En 2013 Le Monde relance la thèse officielle !
En avril 2013 le serpent de mer (en jargon de presse, « le marronnier ») a fait sa réapparition. À cette occasion, c’est avec empressement que la presse française a tenté de nous resservir la rumeur du Struthof. C’est ainsi que, dans son supplément « Télévisions » (28-29 avril 2013, p. 9), Le Monde en est venu à publier un article signé de Jean-Baptiste de Montvalon pour nous annoncer que, le lundi 29 avril, France 3 diffuserait un documentaire de 55 minutes : « Au nom de la race et de la science / Quand les nazis voulaient garder trace des juifs qu’ils exterminaient » : tels étaient le titre et le sous-titre de l’article dont voici un extrait :
Une mission est envoyée [en 1943] à Auschwitz pour y choisir 115 personnes.
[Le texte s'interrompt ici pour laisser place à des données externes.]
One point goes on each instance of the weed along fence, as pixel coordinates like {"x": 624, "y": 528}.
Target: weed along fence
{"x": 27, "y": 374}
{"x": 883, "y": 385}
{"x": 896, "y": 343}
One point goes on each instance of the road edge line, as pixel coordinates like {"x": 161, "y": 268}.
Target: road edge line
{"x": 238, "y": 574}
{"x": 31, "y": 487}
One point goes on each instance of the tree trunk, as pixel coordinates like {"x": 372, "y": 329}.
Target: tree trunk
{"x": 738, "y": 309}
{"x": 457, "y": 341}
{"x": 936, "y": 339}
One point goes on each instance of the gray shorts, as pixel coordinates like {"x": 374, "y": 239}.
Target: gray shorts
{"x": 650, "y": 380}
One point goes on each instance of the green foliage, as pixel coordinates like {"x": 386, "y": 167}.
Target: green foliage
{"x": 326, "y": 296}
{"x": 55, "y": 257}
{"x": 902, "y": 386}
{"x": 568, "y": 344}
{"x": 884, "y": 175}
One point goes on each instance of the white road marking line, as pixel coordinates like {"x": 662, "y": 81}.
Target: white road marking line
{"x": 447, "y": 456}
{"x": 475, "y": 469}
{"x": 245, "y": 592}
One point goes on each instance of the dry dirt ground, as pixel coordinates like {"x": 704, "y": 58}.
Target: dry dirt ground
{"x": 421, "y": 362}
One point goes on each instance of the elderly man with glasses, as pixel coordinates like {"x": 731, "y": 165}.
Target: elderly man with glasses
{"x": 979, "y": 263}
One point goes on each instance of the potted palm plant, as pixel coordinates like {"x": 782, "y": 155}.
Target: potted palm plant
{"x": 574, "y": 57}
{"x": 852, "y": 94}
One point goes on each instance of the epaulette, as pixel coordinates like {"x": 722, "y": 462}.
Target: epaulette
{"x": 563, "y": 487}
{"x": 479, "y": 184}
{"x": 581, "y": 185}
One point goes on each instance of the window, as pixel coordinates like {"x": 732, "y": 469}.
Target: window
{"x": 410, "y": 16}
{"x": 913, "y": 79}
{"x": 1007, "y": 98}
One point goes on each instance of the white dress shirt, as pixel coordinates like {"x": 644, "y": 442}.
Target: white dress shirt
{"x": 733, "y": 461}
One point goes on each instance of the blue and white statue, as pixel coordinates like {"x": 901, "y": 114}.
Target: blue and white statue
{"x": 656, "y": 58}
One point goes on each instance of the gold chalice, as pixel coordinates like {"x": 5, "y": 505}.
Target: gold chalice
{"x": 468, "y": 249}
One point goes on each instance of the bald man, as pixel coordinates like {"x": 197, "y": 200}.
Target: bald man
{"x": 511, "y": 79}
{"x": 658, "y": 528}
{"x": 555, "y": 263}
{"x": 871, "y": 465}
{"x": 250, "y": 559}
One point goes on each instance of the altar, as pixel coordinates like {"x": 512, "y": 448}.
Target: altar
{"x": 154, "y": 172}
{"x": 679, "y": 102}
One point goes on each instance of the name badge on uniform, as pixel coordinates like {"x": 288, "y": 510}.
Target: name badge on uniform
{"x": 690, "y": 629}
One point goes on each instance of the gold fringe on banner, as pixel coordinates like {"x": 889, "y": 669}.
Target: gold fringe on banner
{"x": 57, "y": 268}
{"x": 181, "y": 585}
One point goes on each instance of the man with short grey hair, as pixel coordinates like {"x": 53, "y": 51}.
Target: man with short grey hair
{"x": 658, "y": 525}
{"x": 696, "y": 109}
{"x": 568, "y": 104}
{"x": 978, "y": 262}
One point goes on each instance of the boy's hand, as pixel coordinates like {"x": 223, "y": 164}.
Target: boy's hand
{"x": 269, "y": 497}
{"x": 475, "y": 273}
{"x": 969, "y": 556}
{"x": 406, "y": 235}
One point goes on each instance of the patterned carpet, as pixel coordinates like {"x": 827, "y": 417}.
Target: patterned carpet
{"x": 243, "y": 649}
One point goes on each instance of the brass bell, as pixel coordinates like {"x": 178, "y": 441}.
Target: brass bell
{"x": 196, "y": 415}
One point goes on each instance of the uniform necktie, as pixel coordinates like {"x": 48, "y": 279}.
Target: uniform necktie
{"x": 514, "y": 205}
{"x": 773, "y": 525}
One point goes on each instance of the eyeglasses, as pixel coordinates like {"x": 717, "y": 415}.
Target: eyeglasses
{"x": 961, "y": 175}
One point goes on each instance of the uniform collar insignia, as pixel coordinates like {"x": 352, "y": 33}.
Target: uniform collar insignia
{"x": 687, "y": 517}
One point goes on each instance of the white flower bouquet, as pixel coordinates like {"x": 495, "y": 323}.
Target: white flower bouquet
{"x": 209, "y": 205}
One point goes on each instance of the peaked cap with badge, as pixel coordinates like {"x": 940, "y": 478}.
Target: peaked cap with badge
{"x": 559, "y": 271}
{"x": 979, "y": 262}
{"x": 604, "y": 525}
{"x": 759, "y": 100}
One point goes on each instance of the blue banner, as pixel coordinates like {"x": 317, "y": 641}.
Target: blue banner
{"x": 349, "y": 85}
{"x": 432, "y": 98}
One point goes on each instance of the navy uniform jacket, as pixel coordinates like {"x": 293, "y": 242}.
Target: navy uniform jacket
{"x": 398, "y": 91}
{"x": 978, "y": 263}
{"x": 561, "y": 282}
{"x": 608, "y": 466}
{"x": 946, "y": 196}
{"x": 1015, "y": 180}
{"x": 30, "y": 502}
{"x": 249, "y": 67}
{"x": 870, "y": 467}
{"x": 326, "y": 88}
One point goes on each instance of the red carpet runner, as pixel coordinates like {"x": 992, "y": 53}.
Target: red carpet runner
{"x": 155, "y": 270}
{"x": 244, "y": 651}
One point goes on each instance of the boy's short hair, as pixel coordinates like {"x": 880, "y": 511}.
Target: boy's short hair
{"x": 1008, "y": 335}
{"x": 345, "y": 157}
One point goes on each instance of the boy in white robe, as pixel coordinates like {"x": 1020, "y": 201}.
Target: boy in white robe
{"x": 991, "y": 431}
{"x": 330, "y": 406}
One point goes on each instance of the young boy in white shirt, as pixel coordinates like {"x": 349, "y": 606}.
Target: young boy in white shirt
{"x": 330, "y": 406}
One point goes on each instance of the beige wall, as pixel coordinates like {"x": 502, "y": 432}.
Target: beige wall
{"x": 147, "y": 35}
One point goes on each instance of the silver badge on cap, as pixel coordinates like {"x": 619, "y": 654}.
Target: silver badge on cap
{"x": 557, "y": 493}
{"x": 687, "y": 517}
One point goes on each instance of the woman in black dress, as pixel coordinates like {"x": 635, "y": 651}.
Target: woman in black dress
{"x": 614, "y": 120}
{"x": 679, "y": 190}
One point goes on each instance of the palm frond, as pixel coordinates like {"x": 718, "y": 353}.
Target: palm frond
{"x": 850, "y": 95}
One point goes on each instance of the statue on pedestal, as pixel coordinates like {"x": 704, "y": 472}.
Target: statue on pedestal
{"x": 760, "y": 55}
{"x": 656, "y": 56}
Leurs caractéristiques sont adressées à Hirt, qui en retient 87. Parce que des cadavres risqueraient d’être endommagés lors du transport, les juifs sont convoyés jusqu’au bloc 13 du camp du Struthof, en Alsace. Afin de leur rendre une apparence physique convenable, ils y sont correctement nourris. Pendant ce temps une petite chambre à gaz est aménagée dans une ancienne salle des fêtes, située à 800 mètres de là. Un soir d’août 1943, tous y sont conduits, en quatre groupes distincts. Une femme se révolte, elle est abattue ; son corps sera écarté de la « collection ». – Le 1er décembre 1944, ce sont donc 86 corps – 16 cadavres restés entiers, les autres mutilés et méconnaissables – qui sont découverts par les Alliés dans des cuves d’alcool au sous-sol de l’Institut d’anatomie de l’université du Reich de Strasbourg. Pour des raisons restées mystérieuses, Hirt n’a rien fait de sa ‘collection’ une fois qu’elle fut constituée. Sauf tenter de maquiller le crime, pour ensuite le nier.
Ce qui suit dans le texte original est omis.